When he renewed eye contact, she said, “Ashamed, were you?”
She saw his lips tighten. That was the effort necessary to push past her hardness. “You’ve got to come with me. You’re off for two weeks. It’s perfect. We can tell Cliff together. You’ve got to be there. He’ll need you. And you haven’t been home for a while.”
“No. I can’t.”
“You can’t? How can you say that?”
“I’m suffering a bit myself, Vincent. It’s not that I have no church, it’s that I left the church. That’s not easy.”

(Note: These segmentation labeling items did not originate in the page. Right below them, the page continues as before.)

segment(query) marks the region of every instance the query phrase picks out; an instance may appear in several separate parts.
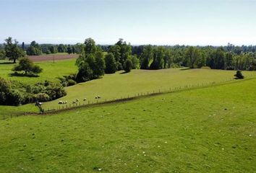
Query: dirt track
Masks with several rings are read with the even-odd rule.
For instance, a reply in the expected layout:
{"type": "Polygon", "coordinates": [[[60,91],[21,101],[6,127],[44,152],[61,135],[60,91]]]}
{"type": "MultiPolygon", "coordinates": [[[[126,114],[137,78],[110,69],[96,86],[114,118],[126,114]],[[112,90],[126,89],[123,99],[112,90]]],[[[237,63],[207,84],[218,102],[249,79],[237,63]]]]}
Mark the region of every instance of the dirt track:
{"type": "Polygon", "coordinates": [[[30,56],[28,58],[34,62],[45,61],[57,61],[77,58],[77,54],[70,55],[42,55],[42,56],[30,56]]]}

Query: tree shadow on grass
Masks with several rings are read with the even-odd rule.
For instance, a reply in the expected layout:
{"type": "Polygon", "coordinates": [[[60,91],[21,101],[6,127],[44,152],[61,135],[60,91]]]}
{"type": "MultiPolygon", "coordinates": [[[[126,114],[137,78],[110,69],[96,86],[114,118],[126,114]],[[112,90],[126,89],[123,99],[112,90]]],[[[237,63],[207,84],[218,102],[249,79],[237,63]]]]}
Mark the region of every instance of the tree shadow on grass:
{"type": "Polygon", "coordinates": [[[15,64],[13,62],[0,62],[0,65],[1,64],[15,64]]]}
{"type": "Polygon", "coordinates": [[[180,69],[180,70],[191,70],[192,68],[182,68],[182,69],[180,69]]]}
{"type": "Polygon", "coordinates": [[[9,74],[9,76],[13,77],[13,76],[17,76],[17,77],[39,77],[38,75],[33,74],[18,74],[18,73],[12,73],[12,74],[9,74]]]}
{"type": "Polygon", "coordinates": [[[119,74],[129,74],[129,72],[125,72],[125,71],[124,71],[124,72],[119,73],[119,74]]]}

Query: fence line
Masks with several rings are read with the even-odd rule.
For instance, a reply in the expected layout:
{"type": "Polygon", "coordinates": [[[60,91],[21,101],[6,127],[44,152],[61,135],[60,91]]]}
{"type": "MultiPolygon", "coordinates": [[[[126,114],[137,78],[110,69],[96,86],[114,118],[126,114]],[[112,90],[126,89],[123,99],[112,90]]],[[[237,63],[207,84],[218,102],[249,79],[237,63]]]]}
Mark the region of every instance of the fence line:
{"type": "MultiPolygon", "coordinates": [[[[253,78],[249,78],[255,76],[255,74],[249,74],[247,76],[247,78],[249,78],[248,79],[251,79],[253,78]]],[[[113,99],[107,99],[105,98],[105,99],[97,99],[96,102],[93,101],[90,101],[88,100],[88,103],[83,102],[81,103],[81,102],[76,102],[75,104],[71,104],[69,103],[69,105],[59,105],[58,107],[54,107],[52,109],[50,109],[48,107],[46,110],[45,110],[45,112],[43,114],[48,114],[48,113],[54,113],[54,112],[62,112],[65,110],[72,110],[72,109],[76,109],[79,107],[88,107],[88,106],[92,106],[92,105],[103,105],[103,104],[108,104],[108,103],[114,103],[114,102],[124,102],[124,101],[129,101],[132,99],[138,99],[140,97],[149,97],[149,96],[153,96],[153,95],[157,95],[157,94],[166,94],[166,93],[171,93],[171,92],[181,92],[181,91],[185,91],[185,90],[189,90],[189,89],[198,89],[198,88],[205,88],[205,87],[208,87],[210,86],[218,86],[222,84],[226,84],[232,81],[235,81],[235,79],[231,78],[231,79],[226,79],[221,80],[220,81],[209,81],[209,82],[205,82],[205,83],[198,83],[198,84],[186,84],[184,86],[171,86],[168,89],[158,89],[156,90],[153,90],[151,92],[138,92],[135,93],[133,96],[131,95],[127,95],[125,97],[120,97],[120,98],[113,98],[113,99]]],[[[244,81],[244,80],[242,80],[244,81]]],[[[21,115],[38,115],[38,113],[35,112],[20,112],[20,113],[5,113],[3,115],[0,115],[2,117],[0,120],[5,120],[8,117],[18,117],[21,115]]]]}

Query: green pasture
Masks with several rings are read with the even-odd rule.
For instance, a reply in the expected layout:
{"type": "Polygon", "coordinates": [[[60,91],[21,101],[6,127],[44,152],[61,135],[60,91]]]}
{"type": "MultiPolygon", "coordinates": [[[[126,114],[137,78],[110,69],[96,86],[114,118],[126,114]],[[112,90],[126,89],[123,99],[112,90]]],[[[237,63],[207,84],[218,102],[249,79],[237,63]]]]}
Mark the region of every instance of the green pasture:
{"type": "Polygon", "coordinates": [[[45,80],[59,81],[58,77],[74,74],[77,71],[77,67],[74,65],[75,59],[56,61],[55,63],[43,61],[35,63],[43,69],[38,77],[14,76],[13,76],[14,71],[12,71],[14,64],[7,60],[1,60],[0,61],[0,76],[27,84],[35,84],[45,80]]]}
{"type": "MultiPolygon", "coordinates": [[[[100,79],[78,84],[66,88],[67,95],[58,100],[43,103],[43,107],[56,109],[69,107],[72,101],[78,99],[80,104],[88,104],[106,100],[135,97],[174,89],[175,87],[209,84],[210,82],[225,82],[234,79],[234,71],[171,68],[158,71],[132,70],[128,74],[122,71],[114,74],[105,74],[100,79]],[[95,99],[101,96],[100,99],[95,99]],[[86,98],[85,102],[83,101],[86,98]],[[67,101],[67,105],[59,105],[59,100],[67,101]]],[[[256,74],[255,72],[244,71],[245,76],[256,74]]]]}
{"type": "MultiPolygon", "coordinates": [[[[40,62],[37,64],[43,68],[43,72],[38,77],[11,76],[11,68],[13,64],[0,64],[1,76],[18,80],[22,82],[33,84],[40,81],[58,81],[58,77],[69,75],[77,71],[75,60],[58,61],[53,62],[40,62]]],[[[61,109],[74,106],[72,102],[78,99],[77,105],[105,102],[124,97],[135,97],[137,94],[145,94],[153,92],[161,92],[174,89],[175,87],[184,87],[197,84],[209,84],[211,82],[220,83],[234,79],[234,71],[210,70],[210,69],[187,69],[170,68],[157,71],[132,70],[124,74],[117,71],[114,74],[105,74],[101,79],[80,83],[74,86],[66,87],[67,95],[51,102],[44,102],[43,107],[46,110],[61,109]],[[101,96],[95,99],[95,96],[101,96]],[[86,101],[83,99],[86,98],[86,101]],[[67,101],[67,105],[59,105],[59,100],[67,101]]],[[[243,71],[247,77],[255,75],[255,71],[243,71]]],[[[19,107],[0,106],[0,115],[10,115],[24,112],[38,112],[34,104],[28,104],[19,107]]]]}
{"type": "MultiPolygon", "coordinates": [[[[181,84],[193,76],[175,71],[187,76],[181,84]]],[[[205,81],[211,73],[198,71],[190,73],[205,81]]],[[[112,76],[123,74],[91,83],[112,76]]],[[[255,172],[255,85],[242,80],[0,120],[0,172],[255,172]]]]}

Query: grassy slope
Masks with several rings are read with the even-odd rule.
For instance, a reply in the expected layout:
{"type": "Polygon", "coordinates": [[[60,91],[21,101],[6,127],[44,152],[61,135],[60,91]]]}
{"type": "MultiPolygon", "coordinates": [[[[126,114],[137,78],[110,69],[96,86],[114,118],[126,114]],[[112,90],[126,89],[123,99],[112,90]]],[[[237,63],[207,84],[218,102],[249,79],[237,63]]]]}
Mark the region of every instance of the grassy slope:
{"type": "MultiPolygon", "coordinates": [[[[101,101],[120,99],[135,96],[140,93],[169,90],[170,87],[184,86],[189,84],[207,84],[211,81],[220,82],[234,78],[234,71],[208,69],[181,70],[179,68],[158,71],[133,70],[129,74],[106,74],[103,79],[81,83],[66,89],[67,95],[59,99],[72,103],[79,99],[85,103],[95,102],[95,97],[100,95],[101,101]]],[[[246,76],[255,72],[244,71],[246,76]]],[[[58,100],[44,103],[47,109],[58,107],[58,100]]]]}
{"type": "MultiPolygon", "coordinates": [[[[48,79],[57,80],[56,76],[61,76],[75,71],[74,60],[61,61],[57,63],[40,63],[46,68],[38,80],[48,79]],[[70,68],[69,68],[70,66],[70,68]],[[56,68],[56,69],[55,69],[56,68]],[[55,69],[53,71],[53,69],[55,69]]],[[[0,66],[1,67],[1,66],[0,66]]],[[[147,93],[168,90],[170,87],[184,86],[189,84],[207,84],[212,81],[219,82],[234,77],[233,71],[192,69],[182,70],[179,68],[163,69],[158,71],[133,70],[129,74],[121,74],[118,71],[114,74],[106,74],[103,79],[81,83],[75,86],[67,87],[67,95],[59,99],[67,101],[68,105],[73,100],[79,99],[81,104],[88,102],[95,102],[95,96],[100,95],[106,99],[120,99],[135,96],[138,93],[147,93]],[[83,102],[84,98],[86,102],[83,102]]],[[[255,74],[255,71],[244,71],[247,76],[255,74]]],[[[12,79],[13,77],[10,77],[12,79]]],[[[20,78],[17,78],[20,79],[20,78]]],[[[35,82],[37,79],[22,78],[24,82],[35,82]]],[[[58,99],[59,100],[59,99],[58,99]]],[[[43,103],[45,110],[56,109],[62,105],[58,105],[59,101],[54,100],[43,103]]],[[[66,106],[64,105],[64,106],[66,106]]],[[[34,104],[29,104],[20,107],[0,106],[0,115],[9,115],[12,112],[38,112],[34,104]]]]}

“What?” Vincent jerked back with the revelation.
“I’m not going to bawl my eyes out for my father. I’m not going to leap to my feet and run pack a bag. This is your complicity, not mine. You feel loyalty; you want closure.”
“Look, I know things with Cliff became strained over the years. You grew apart. This could bring you back together. I’d love to see that. I’d love to see you spend time in Larkspur. A lot of time.”
“No. No. No. I’m running on the dregs of emotion these days. That’s not pretty.” She indicated her clothing and untidy home. “I give what I have to the people in my grief sessions. There’s nothing left for my father.”
“How can you be that cruel?”
“You should have thought about cruelty before you joined forces with my mother.”
“What do you mean, joined forces? She was sick. She needed help. I would never walk away.”